The mussels in the Bosphorus in front of Emin’s house were large, plump and deep orange, yet sweet and tender. On a warm day in his garden we ate a cold stew of mussels something like this - Emin called it a salad. You can serve it hot or cold, but not chilled.


  • 500-600 g aubergines
  • lemon juice or wine vinegar for sprinkling
  • 1 kg fresh mussels
  • 300 ml water
  • 250 g small red onions
  • 2 large cloves garlic
  • 400 g tin chopped tomatoes
  • 2 rounded tablespoons tomato purée
  • 3 tablespoons extra virgin olive oil
  • 1 rounded tablespoon pine kernels
  • good handful of dill leaves
  • sea salt, black pepper


Cut the aubergines across into fairly thick slices and then halve the slices, sprinkling them with lemon juice or wine vinegar as you do so. Rub all over with salt and put into a colander in the sink.

Wash the mussels and scrub them if they are dirty. Pour the water into a large saucepan and bring to the boil over a high heat. Add the mussels, cover with a tight-fitting lid and cook for about 2 minutes until all the shells have opened. Pour the liquid from the mussels into a fairly large flameproof casserole. Extract the mussels from their shells and put them into a bowl, discarding any that haven’t opened. Cover and set aside.

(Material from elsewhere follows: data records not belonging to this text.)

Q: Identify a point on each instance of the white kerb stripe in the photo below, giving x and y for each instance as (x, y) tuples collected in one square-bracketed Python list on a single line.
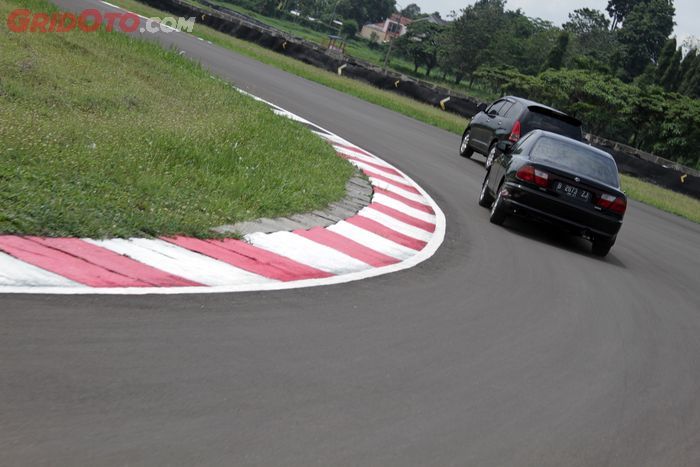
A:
[(181, 262), (394, 189), (404, 208), (334, 139), (395, 224), (307, 252), (291, 116), (17, 273), (366, 158), (361, 155), (396, 178), (372, 240)]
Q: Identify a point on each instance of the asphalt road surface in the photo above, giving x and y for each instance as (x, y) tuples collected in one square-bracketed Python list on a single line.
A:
[(511, 346)]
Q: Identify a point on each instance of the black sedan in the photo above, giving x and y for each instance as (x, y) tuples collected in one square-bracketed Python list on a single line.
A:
[(558, 180)]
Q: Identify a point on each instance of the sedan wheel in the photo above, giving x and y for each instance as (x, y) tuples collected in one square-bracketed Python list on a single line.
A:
[(498, 210), (485, 198), (491, 156), (464, 149)]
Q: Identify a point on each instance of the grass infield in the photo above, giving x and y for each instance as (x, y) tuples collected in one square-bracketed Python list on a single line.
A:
[(103, 135), (645, 192)]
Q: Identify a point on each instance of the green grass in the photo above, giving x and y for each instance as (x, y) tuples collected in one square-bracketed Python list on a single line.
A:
[(359, 49), (406, 106), (661, 198), (103, 135), (645, 192)]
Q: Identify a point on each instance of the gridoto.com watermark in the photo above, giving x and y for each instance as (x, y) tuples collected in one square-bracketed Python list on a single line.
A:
[(24, 20)]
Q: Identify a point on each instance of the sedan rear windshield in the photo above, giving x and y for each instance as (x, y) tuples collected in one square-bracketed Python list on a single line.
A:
[(550, 122), (577, 159)]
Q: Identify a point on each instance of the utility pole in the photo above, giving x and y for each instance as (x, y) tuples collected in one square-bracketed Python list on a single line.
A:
[(333, 15)]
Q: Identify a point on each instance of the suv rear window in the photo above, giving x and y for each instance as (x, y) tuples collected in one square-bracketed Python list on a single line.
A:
[(575, 158), (540, 119)]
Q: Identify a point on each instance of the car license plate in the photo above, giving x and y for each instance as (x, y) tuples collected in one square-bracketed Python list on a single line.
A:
[(573, 192)]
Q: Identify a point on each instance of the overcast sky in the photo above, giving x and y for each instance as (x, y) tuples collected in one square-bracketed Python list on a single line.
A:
[(687, 11)]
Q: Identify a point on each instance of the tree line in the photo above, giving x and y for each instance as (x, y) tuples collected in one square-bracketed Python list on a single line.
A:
[(618, 70)]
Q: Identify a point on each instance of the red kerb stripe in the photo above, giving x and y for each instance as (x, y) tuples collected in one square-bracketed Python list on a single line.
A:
[(352, 148), (256, 260), (32, 251), (347, 246), (386, 232), (115, 262), (410, 220), (409, 202), (403, 186), (383, 168)]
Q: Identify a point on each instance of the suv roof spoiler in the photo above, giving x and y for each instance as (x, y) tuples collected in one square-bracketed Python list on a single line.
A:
[(555, 113)]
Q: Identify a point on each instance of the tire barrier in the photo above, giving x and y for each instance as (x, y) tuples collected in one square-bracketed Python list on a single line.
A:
[(630, 161), (651, 168)]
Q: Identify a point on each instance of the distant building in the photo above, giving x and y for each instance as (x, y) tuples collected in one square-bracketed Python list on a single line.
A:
[(392, 27), (436, 19)]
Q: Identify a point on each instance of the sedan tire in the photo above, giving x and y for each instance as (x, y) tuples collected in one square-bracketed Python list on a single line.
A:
[(491, 157), (464, 149), (498, 209), (485, 198)]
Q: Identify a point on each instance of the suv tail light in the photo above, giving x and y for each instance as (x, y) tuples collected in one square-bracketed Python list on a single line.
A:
[(612, 203), (528, 173), (515, 132)]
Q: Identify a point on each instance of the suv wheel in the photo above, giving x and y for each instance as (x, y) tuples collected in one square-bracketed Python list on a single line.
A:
[(498, 209), (492, 155), (485, 198), (464, 149)]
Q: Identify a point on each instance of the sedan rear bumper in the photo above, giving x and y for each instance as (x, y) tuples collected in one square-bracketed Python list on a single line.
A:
[(571, 215)]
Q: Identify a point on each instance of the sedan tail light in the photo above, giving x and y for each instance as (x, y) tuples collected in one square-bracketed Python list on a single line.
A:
[(528, 173), (515, 132), (612, 203)]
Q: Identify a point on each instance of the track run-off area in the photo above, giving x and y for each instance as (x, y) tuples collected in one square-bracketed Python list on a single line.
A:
[(509, 346)]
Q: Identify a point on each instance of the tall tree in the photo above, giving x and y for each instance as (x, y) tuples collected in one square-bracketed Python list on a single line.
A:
[(619, 9), (469, 36), (687, 70), (665, 57), (421, 44), (365, 11), (411, 11), (592, 41), (555, 59), (585, 22), (670, 79), (644, 33)]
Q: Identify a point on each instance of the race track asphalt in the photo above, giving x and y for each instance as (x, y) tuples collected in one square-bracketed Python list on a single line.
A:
[(511, 346)]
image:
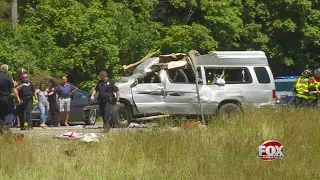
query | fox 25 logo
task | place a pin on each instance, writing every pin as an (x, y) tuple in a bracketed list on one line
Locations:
[(270, 150)]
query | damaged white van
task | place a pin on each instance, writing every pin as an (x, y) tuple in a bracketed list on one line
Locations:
[(227, 80)]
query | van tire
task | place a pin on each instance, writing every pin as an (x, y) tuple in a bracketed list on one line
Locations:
[(121, 115), (228, 110)]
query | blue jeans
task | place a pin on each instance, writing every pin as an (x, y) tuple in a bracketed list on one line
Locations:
[(43, 113)]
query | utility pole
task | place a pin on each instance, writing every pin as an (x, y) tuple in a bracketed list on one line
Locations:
[(14, 13)]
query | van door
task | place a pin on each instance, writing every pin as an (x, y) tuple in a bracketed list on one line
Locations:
[(264, 86), (148, 94), (181, 92), (238, 84)]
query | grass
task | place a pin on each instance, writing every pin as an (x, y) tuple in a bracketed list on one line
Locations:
[(227, 149)]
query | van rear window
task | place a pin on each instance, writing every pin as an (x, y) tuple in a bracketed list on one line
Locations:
[(262, 75)]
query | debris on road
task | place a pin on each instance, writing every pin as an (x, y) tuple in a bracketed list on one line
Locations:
[(136, 125), (87, 137)]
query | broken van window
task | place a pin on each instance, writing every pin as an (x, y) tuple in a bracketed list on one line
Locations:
[(232, 75), (150, 77), (179, 75)]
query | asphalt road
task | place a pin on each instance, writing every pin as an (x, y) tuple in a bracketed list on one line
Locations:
[(97, 128)]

Rinse the aubergines under cold running water to remove the salt. Peel the onions and slice finely into rings. Peel the garlic and slice finely across.

Bring the mussel liquid up to the boil and add the aubergines, onions, garlic, chopped tomatoes, tomato purée, olive oil and a generous sprinkling of black pepper. Stir to mix, then cover the casserole and simmer as gently as possible on the hob for about 40 minutes, stirring now and then.

Taste and adjust the seasoning if necessary, adding salt only if needed. Add the mussels to the casserole and then take off the heat.

Put a small dry frying pan over the heat, toss in the pine kernels and toast for a minute to brown, then tip them into the dish.

Chop the dill and throw it into the mussel stew as you serve it, or if eating cold, stir the dill in when the dish has cooled and trickle a little more olive oil over the top.